Relatives, many separated by geography for the rest of the year, will come together (weather permitting) as we remember the importance of family.
But amidst the excited faces of the children and the happy embraces of aunts or grandmothers, it is also a time for reflection.
It's been another tough year when many have found it hard to make ends meet. The harsh reality is that some people will have lost their jobs, while others will go into 2011 with trepidation about what the future holds for them.
Of course we won't be thinking of that over Christmas. It's a time to enjoy. But amid the parties, the eating and the shopping, what we mustn't forget is its true meaning and the message that lies behind church services being held across the area.
Perhaps the economic crisis has reminded us that life should not be all about status and the pursuit of materialism. It should also be about what we can offer others. What was it somebody said about it being better to give than receive?
In today's News, there are two perfect examples of the sort of generosity of spirit that should inspire us all to think more about other people.

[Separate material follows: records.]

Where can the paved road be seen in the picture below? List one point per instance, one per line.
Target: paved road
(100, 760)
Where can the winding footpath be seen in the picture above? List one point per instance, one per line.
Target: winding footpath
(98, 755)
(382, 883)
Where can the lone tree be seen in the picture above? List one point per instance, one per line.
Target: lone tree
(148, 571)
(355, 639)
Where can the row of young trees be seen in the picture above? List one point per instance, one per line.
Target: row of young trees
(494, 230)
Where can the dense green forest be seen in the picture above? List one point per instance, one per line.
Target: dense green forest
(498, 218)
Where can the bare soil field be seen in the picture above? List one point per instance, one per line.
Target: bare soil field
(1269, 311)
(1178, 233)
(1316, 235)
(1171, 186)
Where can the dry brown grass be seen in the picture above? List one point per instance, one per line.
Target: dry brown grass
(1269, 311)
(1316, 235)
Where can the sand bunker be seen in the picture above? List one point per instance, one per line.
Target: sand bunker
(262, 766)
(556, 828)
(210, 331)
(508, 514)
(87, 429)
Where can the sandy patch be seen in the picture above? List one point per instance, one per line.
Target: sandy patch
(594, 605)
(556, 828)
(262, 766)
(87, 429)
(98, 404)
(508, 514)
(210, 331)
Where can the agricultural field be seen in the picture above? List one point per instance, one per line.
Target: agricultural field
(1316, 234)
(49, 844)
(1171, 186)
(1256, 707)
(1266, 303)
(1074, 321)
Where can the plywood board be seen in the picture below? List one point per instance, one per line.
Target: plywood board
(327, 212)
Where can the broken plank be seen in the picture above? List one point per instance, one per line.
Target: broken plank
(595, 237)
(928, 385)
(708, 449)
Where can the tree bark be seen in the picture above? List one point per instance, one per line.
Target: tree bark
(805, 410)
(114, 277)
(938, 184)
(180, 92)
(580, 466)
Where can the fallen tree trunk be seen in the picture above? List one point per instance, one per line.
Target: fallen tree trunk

We report on page five how our Christmas toy appeal has resulted in hundreds of games and gifts being donated to provide presents for children whose parents might not be able to afford to put much under the tree themselves.
It is truly heartwarming to see such kindness and all those who gave us toys can have the satisfaction of knowing they will have made somebody's Christmas.
We also tell on page 40 how 77-year-old Ernie Worboys has been busy clearing paths of snow and ice for fellow residents of a Cosham road – despite suffering injuries in a fall four years ago that were so severe he has had to learn how to walk again.
No wonder his proud granddaughter, Amber Watkinson, calls him 'Super Gramps' for selflessly helping others during the icy weather.
Happy Christmas Ernie – and happy Christmas to all of you.